Inédit. Dans l’univers olympique, la règle veut d’annoncer avec tambours et trompettes la signature d’un accord de partenariat. Les Japonais de Tokyo 2020 le font à un rythme quasi hebdomadaire. Mais il est plus rare que l’actualité relaie la non signature d’un contrat de sponsoring.
L’information n’est pas encore officielle, mais elle ne fait plus vraiment de doute : le groupe pétrolier Total ne rejoindra pas la liste, toujours réduite à un seul nom, BPCE, des partenaires « premium » des Jeux de Paris 2024. Son nom circulait pourtant depuis plusieurs mois comme un sponsor possible, voire probable. Il n’en sera pas.
Selon les informations du Monde, le PDG du groupe français, Patrick Pouyanné, aurait renoncé à s’engager dans l’aventure olympique. En cause, l’hostilité de la maire de Paris, Anne Hidalgo.

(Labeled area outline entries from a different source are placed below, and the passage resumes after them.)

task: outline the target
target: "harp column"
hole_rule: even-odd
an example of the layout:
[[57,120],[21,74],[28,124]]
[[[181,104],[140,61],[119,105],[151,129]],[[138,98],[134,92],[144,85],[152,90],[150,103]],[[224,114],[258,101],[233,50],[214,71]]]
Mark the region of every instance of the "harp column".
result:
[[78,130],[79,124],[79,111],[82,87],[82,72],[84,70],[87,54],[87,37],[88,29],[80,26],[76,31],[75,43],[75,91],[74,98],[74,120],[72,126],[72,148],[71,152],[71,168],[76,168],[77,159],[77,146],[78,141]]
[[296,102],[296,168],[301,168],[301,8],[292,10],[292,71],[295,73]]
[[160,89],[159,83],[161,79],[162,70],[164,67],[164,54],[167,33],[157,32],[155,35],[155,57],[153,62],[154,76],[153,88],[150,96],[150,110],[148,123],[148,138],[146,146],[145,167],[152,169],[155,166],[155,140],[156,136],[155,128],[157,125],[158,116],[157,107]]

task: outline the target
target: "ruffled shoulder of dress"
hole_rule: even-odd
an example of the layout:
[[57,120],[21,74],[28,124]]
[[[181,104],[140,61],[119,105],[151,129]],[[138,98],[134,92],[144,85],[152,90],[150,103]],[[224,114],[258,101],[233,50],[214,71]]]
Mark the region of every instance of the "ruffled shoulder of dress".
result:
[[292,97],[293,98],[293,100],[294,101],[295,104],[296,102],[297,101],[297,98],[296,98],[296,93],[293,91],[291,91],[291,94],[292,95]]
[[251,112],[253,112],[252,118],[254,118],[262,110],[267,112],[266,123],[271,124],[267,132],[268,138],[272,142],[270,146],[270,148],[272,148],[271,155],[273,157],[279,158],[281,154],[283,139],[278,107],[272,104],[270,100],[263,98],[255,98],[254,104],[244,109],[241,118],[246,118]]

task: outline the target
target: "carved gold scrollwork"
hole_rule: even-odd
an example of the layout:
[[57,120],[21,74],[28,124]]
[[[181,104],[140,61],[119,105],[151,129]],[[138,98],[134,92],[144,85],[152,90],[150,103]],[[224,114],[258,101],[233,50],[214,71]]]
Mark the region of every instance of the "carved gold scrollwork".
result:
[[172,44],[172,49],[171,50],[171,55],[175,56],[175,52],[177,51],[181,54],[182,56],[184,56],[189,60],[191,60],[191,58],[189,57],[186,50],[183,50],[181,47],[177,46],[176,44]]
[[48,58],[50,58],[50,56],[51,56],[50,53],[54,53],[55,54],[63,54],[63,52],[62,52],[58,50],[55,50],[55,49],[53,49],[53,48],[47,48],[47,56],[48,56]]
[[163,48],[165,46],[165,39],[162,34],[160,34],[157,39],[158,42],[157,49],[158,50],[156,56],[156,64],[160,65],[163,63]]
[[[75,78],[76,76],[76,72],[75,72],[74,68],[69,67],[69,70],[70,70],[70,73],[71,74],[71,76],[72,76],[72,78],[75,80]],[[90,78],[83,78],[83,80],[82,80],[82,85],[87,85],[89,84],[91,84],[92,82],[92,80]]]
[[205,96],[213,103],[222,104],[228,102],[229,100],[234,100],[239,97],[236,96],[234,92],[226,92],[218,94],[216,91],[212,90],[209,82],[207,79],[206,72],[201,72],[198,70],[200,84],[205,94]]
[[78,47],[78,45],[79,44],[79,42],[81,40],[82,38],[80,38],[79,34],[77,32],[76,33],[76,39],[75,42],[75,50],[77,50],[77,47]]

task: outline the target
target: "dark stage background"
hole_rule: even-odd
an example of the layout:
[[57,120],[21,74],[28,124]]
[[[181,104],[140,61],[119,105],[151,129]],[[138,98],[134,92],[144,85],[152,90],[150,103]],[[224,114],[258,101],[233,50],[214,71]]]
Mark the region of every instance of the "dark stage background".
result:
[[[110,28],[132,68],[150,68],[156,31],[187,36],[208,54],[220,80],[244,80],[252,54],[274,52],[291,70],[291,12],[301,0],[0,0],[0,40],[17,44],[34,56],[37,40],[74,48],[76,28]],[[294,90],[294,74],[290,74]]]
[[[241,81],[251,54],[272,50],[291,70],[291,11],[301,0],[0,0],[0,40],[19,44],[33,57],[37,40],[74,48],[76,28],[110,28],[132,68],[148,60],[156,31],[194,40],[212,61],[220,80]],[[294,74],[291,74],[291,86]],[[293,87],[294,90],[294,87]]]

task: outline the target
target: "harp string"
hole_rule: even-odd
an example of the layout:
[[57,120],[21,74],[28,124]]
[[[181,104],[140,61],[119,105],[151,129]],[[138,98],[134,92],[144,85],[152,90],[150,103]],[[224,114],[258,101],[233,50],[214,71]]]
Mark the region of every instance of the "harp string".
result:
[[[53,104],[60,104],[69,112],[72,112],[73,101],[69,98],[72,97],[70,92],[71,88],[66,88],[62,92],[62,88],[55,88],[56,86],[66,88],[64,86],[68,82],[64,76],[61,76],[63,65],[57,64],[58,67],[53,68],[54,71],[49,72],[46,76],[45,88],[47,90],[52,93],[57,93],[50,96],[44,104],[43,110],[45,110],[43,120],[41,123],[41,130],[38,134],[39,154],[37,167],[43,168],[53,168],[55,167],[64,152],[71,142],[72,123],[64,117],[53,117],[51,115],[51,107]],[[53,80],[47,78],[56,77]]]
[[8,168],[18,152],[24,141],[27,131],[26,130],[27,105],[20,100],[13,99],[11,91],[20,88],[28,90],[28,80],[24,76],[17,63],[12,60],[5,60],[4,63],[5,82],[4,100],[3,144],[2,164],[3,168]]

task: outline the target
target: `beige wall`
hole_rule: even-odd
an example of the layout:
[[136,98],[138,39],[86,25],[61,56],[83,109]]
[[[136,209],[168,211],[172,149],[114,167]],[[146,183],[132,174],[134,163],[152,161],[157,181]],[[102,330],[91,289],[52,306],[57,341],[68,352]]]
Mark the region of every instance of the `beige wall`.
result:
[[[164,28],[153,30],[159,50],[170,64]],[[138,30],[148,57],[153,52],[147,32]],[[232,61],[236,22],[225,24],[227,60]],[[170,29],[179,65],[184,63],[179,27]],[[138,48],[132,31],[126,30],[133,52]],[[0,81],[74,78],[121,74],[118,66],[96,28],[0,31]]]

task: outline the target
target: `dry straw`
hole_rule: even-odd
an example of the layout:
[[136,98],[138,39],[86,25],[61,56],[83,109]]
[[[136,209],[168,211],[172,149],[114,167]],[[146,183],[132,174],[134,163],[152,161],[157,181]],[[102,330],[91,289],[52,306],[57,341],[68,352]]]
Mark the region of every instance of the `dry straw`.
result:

En discussion avec le COJO Paris 2024 depuis plusieurs mois, Total apparaissait comme un partant quasi certain. Les deux parties voulaient faire affaire. La signature semblait proche.
Patrick Pouyanné laissait encore entendre, le mois dernier, que la participation de son groupe au programme de marketing national des Jeux de Paris 2024 était en bonne voie. Il avait assuré à ses actionnaires avoir eu, selon des propos relayés par Le Monde, « des échanges très constructifs avec le comité d’organisation des Jeux olympiques et Tony Estanguet, qui ont conduit à la définition d’un cadre possible d’intervention ».
Mais Anne Hidalgo s’en est mêlée. Et l’affaire a capoté. Dans un premier temps, la maire de Paris a adressé le 22 mars dernier un courrier à Tony Estanguet pour lui rappeler que Paris 2024 doit être « exemplaire sur le plan environnemental et répondre aux plus hauts standards de transparence et d’éthique […] sur un modèle économique alliant sobriété budgétaire et création d’emplois locaux. »
Anne Hidalgo ne mentionne pas le nom de Total dans son courrier, mais elle insiste : « C’est dans ce même esprit partenarial que je tiens aujourd’hui à vous sensibiliser sur la nécessité d’appliquer nos ambitions communes à la sélection en cours par le COJO des sponsors privés de Paris 2024. »
Tony Estanguet a répondu. Début avril, il a tenu à rassurer la maire de Paris en rappelant son engagement pour des Jeux « neutres en carbone », grâce à l’utilisation de « 100% d’énergie renouvelable pour l’organisation et de 100% de solutions de mobilité propre pour les athlètes et les délégations. » Le président du COJO avait même juré ses grands dieux que le choix des partenaires ne viendrait jamais remettre en cause cette ambition et ces engagements.
Interrogé par FrancsJeux au début du mois dernier lors de SportAccord à Gold Coast, le directeur général de Paris 2024, Etienne Thobois, avait enfoncé le clou. « Nos ambitions en termes d’environnement n’ont pas changé, avait-il expliqué. Les enjeux environnementaux restent au cœur de notre problématique. Aujourd’hui, les grandes entreprises du domaine de l’énergie font partie de la solution. Ce qui est intéressant, pour nous, est de voir ce qu’elles peuvent mettre en place pour les Jeux de Paris 2024 en accord avec nos engagements. »
Soit. Mais Total n’en sera pas. Son PDG, Patrick Pouyanné, avait confié à la fin du mois dernier ses réticences. « Je ne souhaite pas être un sponsor qui soit cloué au pilori », avait-il lâché. Mercredi dernier, sa rencontre à l’Hôtel de Ville avec Anne Hidalgo a fini de le convaincre de jeter l’éponge.
Les motivations de la maire de Paris sont claires. En campagne pour sa réélection, elle doit composer avec les Verts, dont les candidats sont arrivés en tête dans plusieurs arrondissements de Paris aux dernières élections européennes. Sa position est politique.
Pour le COJO Paris 2024, le coup est rude. Il met fin à plusieurs mois de discussions avec l’un des groupes leaders de l’économie française, censé apporter un chèque de 100 à 150 millions d’euros dans les caisses. Mais l’équipe commerciale, désormais dirigée par Marlène Masure, devrait trouver sans mal une alternative plus sobre dans le secteur des énergies.
Le vrai problème est ailleurs. L’affaire Total révèle un dialogue heurté entre le COJO Paris 2024 et la Mairie de Paris. La campagne pour les municipales, prévues l’an prochain en France, ne fera rien pour l’apaiser.